The folding technique is one of the schemes for reducing component count. Folding architectures have been successfully implemented in very high speed bipolar A/D converters. See R. van de Grift et al., "An 8-bit Video ADC Incorporating Folding and Interpolating Techniques", IEEE Journal of Solid-State Circuits, Vol. SC-22, No. 6, December 1987, pp 944-953. Also see R. van de Plassche et al., "An 8-bit 100-MHz Full-Nyquist Analog-to Digital Converter", IEEE Journal of Solid-State Circuits, Vol. 23, No. 6, December 1988, pp 1334-1344. The basic principles of the folding architecture are extensively explained in these references. A folding A/D converter comprises a number of folding stages, each comprising a set of differential pairs responding to the input voltage and a corresponding set of reference voltages. The outputs of the differential pairs are combined in such a way as to generate one or more single ended folding signals or pairs of complementary folding signals having a repetitive rounded triangular or sine wave shape as a function of the input voltage. The folding signals of the folding stages are supplied to respective one's of a group of sample latches for converting the folding signals to a group of least significant bits of the digital output code. The most significant bits are supplied by a group of coarse comparators which operate on the input voltage along a separate channel. In this way the number of latches can be reduced considerably. The number of latches is reduced by the number of times the input signal is folded by the folding stages. However, each latch requires its own folding signal and each folding stage requires as many differential pairs as the number of times the signal has been folded. The more efficient use of the latches is therefore offset by an increasing number of differential pairs in the folding stages. As also known from the afore-mentioned IEEE-references, the number of folding stages can be reduced by interpolating between the folding signals of the folding stages to generate additional folding signals without the need for more folding stages. In this way the interpolation reduces the number of folding stages by the interpolation factor. A combined folding and interpolating architecture results in a compact low-power AID converter.
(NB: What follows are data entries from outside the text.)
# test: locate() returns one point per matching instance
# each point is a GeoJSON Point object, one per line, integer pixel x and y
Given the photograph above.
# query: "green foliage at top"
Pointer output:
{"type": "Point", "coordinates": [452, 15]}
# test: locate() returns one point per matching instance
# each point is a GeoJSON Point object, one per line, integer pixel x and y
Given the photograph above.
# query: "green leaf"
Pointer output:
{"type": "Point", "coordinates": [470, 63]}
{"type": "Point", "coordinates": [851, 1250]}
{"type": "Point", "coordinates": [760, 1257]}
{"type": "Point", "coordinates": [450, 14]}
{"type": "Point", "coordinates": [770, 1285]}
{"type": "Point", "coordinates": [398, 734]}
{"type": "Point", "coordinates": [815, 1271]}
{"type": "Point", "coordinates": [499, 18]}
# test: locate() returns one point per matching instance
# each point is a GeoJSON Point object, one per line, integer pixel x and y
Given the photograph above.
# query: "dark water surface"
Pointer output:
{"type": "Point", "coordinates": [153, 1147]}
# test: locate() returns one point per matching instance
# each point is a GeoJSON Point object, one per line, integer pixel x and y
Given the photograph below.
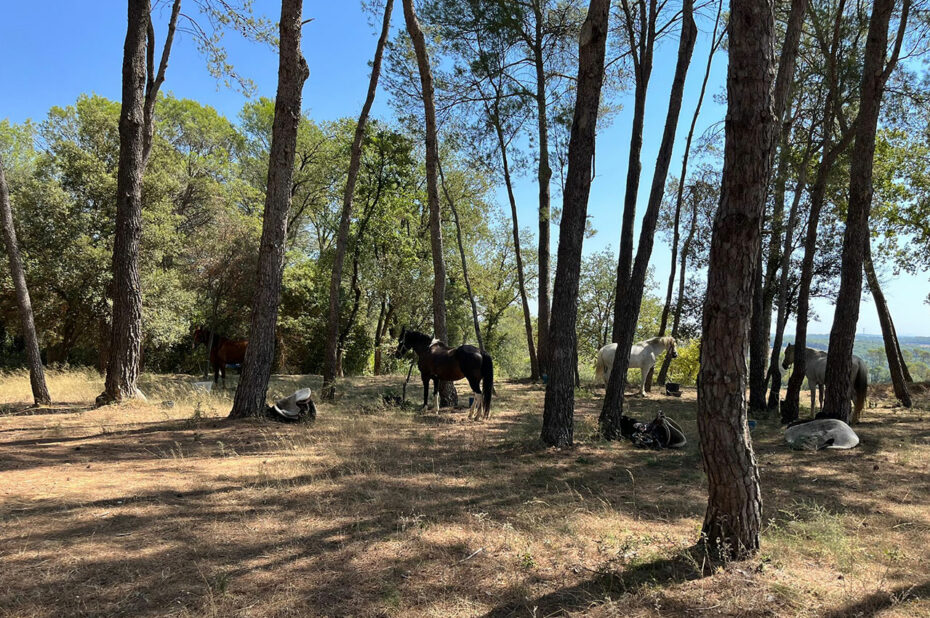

A problem axises when the folding stage known from U.S. Pat. No. 4,386,339 is to be used in an interpolating and folding A/D converter architecture. In this known folding stage the collectors of consecutive differential transistor pairs are cross coupled and connected to two summing nodes. The current through each summing node is converted to an output voltage by a current-to-voltage converter consisting of a bipolar summing transistor having its base connected to a fixed bias voltage, its emitter connected to the summing node to form a low-impedance current input and its collector connected to a supply voltage via a load resistor to provide the output voltage. For interpolation a string of impedance elements, preferably resistors, is to be connected between the collectors of two consecutive folding stages. Since the interpolation reduces the amplitude of the interpolated signals, the output voltage at the collectors of the summing transistors should be sufficiently high and therefore the resistance value of the load resistor should be sufficiently high as well. The total resistance of the string of interpolation resistors should be large with respect to the load resistors to avoid heavy shunting of the load resistors. High resistance values are undesirable as they require much considerable area in an integrated circuit and reduce the maximum speed as a consequence of the increased sensitivity to parasitic capacitances.